Despite efforts such as subsidies on fertilizers, crop productivity has marginally increased in Zambia. This has been attributed to: (i) low soil fertility and (ii) blanket fertilizer recommendations limited to Nitrogen (N), Phosphorus (P) and Potassium (K) for an entire country ignoring soil heterogeneity. In addition, crop production may be limited by other nutrients than N, P and K, such as Calcium, Magnesium, Sulphur, Copper, Zinc, Molybdenum, Manganese and Boron. With climate change, yields could further be negatively affected. Currently, there is little knowledge on crop yield responses to applied multiple nutrients under variable environments.
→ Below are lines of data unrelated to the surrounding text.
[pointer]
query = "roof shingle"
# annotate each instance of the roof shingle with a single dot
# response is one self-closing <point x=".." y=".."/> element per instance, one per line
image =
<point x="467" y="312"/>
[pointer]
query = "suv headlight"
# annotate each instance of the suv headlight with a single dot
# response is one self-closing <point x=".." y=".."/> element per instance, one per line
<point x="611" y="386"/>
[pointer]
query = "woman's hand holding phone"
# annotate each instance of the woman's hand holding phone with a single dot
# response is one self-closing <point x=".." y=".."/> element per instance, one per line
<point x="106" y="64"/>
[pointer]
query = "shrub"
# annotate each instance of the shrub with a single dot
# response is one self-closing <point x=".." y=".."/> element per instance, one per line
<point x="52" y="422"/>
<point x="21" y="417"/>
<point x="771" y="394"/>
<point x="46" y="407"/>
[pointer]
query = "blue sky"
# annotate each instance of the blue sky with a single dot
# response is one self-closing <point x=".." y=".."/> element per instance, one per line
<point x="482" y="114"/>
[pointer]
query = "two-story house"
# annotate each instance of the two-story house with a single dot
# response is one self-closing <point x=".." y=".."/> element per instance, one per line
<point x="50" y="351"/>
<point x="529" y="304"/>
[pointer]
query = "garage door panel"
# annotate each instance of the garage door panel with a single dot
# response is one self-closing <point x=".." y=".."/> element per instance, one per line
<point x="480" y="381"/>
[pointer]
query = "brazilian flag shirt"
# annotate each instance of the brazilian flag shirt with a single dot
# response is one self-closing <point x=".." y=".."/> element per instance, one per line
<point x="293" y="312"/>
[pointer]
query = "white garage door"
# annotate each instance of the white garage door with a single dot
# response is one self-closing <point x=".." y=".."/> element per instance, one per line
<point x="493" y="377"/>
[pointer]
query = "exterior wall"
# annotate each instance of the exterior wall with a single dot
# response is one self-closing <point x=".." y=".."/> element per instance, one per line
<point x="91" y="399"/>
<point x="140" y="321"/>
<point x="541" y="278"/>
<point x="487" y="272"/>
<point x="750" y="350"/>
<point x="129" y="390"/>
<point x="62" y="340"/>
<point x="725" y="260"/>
This holds especially for the long-term effects since nutrient additions change soil nutrient availabilities and their interactions in time, which in turn affect crop yields.
Aim of the project
The main objective of the project is to enhance the understanding of soil nutrient interactions and their dynamics, to improve crop productivity in the face of climate change in Zambia. This will be a contribution towards developing appropriately sustainable water and soil nutrient management practices in Zambia.
To assess short-term and long-term crop yield responses to inputs of multiple nutrients by combining multiple-nutrient omission trials with model-based approaches. Scientifically sound nutrient omission pot and field experiments will be carried, using maize as the study crop, being an important crop in Zambia. Nutrient omission trials are a good tool for nutrient assessments in the short- to medium term. The quantities applied per omission treatment will be a function of target crop yield, mean element concentrations in crop type, expected nutrient use efficiencies and available soil nutrients. Long term impacts of the multi-nutrient additions on soil quality will be assessed with the adapted dynamic soil model VSD+. Long term yield response to water- and nutrient inputs will be calculated with WOFOST. The crop simulation will be adjusted to suit local conditions and run with biased corrected climate data from Global Climate Models.